Milliyet Gazetesi Fotoğraf Servisi Müdürü Bünyamin Aygün’ün “Kara Kıtanın Beyaz Çocukları” sergisinde, insanlığın nereye doğru yol aldığını kare kare izliyorsunuz...
Dünyada ırkçı zihniyetin ve savaşların sonu yok gibi…
Savaşlarla bulunduğunuz coğrafyada sizin kaderinizi belirliyorlar. Kökeninize, dininize, dilinize, cinsiyetinize, cinsel tercihinize, derinizin rengine bakıyorlar. Farklı olana yönelen nefret söylemlerini, nefret suçuna dönüştürüyorlar. Kendilerine benzemeyen insanları daima ötekileştirerek yalnızlaştırıyorlar.
Mülteci olan, ayrımcılığa uğrayan, onuru çiğnenen, ezilen, aşağılanan, yok sayılan insanın ne yaşadığını hissettiğini asla bilmiyorlar.
Savaşlar ve ırkçılık üzerine yüzbinlerce sayfalık kitaplar yazabilirsiniz ama bazen de olanı biteni tek bir fotoğrafla hafızalara kazırsınız…
Bütün hikâye bir karede
Bünyamin Aygün bunu yapıyor; bazen çektiği tek bir kare fotoğrafla bütün hikâyeyi özetliyor.
Üzerlerine yağan bombalardan dehşet içinde kaçan korkmuş, sinmiş çocukları, sınır kapılarına dayanan insanları; açlığı, yoksulluğu, sefaleti beraberinde getiren savaş politikalarını, ırkçılığı fotoğraflarla kanıtlıyor. O fotoğrafları bir belge gibi sunuyor.
Bir gazeteci için haberiyle fotoğrafıyla basın tarihinde hak ettiği yeri alması elbette çok önemlidir. Ama daha da önemlisi bunu kitlelerle paylaşabilmesidir. Kalemini, fotoğrafını bir esere dönüştürebilmesidir.

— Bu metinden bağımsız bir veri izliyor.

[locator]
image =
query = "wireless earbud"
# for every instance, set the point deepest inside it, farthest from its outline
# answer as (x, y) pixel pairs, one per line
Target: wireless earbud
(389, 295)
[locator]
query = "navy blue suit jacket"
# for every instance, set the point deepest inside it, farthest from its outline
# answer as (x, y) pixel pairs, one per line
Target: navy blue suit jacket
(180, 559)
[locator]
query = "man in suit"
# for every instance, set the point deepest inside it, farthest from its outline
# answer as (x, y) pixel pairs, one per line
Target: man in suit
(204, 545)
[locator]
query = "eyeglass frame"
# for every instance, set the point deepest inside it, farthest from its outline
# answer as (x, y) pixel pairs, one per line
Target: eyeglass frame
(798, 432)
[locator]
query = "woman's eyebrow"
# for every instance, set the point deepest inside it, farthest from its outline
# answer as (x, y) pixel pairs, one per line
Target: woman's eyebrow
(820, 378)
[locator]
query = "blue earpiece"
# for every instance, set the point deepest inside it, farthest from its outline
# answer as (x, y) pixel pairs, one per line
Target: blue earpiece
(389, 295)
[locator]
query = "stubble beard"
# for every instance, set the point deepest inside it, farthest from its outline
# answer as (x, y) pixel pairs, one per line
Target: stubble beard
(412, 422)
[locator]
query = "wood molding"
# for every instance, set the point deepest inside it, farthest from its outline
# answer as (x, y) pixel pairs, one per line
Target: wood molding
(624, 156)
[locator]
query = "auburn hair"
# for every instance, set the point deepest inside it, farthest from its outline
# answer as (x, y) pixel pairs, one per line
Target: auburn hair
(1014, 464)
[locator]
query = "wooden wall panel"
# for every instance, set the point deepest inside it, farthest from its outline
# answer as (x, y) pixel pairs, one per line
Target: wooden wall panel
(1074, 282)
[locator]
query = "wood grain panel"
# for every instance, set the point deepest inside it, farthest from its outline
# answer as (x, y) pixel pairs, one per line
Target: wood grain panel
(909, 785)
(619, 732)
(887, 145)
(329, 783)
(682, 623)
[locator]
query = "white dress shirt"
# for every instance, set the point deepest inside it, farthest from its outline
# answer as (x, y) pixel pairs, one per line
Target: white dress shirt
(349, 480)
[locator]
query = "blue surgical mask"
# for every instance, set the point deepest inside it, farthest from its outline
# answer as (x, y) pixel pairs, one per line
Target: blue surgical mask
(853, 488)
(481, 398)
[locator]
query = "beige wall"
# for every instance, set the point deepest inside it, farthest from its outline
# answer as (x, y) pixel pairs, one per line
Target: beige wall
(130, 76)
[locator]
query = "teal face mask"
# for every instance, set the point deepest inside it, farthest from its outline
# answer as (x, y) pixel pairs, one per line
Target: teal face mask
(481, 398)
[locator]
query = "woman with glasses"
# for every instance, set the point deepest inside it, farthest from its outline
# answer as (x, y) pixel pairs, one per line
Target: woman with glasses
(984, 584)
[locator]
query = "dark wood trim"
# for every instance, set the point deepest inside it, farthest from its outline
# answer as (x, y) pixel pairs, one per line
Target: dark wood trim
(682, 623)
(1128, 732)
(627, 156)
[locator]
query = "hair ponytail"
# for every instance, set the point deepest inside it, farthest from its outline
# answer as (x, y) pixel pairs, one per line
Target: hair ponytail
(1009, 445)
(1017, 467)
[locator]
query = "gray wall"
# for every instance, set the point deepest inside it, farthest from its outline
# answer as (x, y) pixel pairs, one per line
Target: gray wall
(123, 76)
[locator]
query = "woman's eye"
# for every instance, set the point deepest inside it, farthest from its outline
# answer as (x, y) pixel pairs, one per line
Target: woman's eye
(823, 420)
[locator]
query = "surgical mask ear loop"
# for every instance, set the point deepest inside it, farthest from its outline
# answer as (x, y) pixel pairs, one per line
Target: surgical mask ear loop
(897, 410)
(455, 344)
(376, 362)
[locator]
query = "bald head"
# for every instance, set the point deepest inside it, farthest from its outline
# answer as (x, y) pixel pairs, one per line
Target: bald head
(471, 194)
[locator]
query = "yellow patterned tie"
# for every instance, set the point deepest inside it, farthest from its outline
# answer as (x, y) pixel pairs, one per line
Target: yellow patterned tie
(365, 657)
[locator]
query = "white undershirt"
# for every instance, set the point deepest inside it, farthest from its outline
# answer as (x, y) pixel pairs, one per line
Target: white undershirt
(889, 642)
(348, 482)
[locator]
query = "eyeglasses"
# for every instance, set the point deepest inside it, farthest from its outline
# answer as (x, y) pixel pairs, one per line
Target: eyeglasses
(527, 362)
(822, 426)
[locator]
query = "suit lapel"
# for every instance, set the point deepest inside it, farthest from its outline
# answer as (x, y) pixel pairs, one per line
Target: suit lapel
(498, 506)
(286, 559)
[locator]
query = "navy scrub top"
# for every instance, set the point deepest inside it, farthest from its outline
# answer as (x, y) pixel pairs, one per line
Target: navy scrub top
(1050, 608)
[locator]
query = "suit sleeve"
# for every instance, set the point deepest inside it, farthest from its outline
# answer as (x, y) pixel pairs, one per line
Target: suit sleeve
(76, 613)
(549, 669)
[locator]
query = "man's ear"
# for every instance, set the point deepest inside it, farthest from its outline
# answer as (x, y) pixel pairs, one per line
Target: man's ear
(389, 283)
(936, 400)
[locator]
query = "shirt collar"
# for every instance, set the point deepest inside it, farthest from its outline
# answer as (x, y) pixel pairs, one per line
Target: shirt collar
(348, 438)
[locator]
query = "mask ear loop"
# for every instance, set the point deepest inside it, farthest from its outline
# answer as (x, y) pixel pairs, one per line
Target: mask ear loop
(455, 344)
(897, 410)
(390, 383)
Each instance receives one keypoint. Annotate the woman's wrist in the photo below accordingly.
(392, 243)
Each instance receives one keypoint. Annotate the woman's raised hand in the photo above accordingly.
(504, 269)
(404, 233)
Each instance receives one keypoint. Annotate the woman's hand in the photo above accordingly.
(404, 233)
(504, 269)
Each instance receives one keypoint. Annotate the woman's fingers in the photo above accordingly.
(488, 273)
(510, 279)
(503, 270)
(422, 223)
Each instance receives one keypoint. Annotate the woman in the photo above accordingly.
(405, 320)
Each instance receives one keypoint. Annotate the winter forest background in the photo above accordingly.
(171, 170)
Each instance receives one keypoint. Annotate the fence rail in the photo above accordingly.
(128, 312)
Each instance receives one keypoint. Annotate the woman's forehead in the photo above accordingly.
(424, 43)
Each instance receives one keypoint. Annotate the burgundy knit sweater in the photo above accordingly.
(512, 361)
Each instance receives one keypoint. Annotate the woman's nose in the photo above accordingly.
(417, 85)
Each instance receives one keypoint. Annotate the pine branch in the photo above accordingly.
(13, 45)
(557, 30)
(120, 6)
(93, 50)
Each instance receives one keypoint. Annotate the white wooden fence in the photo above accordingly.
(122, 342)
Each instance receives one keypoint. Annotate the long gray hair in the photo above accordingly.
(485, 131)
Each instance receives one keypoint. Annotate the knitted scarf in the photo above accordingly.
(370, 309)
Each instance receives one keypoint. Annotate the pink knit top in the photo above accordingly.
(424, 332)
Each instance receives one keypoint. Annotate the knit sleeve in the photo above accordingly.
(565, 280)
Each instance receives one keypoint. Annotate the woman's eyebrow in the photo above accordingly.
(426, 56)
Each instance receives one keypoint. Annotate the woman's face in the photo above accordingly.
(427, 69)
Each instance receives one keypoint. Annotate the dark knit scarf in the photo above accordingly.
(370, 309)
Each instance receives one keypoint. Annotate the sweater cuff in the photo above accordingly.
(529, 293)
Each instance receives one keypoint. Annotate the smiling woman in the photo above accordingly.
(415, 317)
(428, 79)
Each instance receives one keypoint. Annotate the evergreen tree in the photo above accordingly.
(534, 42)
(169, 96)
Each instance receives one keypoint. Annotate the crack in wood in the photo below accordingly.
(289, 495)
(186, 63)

Ve galiba en büyük gerçek hastalık, insanı teninden, renginden, dininden, inancından, kökeninden dolayı ötekileştirmek değil midir? Bünyamin Aygün deklanşöre her bastığında “insanlığın bir sorununa dokunduğunun” bilincinde. Kara Kıtanın Beyaz Çocukları Albinoların fotoğraflarını çekerken de şöyle demişti: “Çok saf, çok güzel insanlar ‘kötülük’ ne demek bilmiyorlar…”
Nietzsche “Sizin kökeniniz, nereden geldiğiniz değildir... Tersine, bundan sonra onurunuzu oluşturacak olan nereye gittiğinizdir” der. Kara Kıtanın Beyaz Çocukları Sergisi insanlığın nereye doğru yol aldığının belgelerinden biridir ve önemlidir.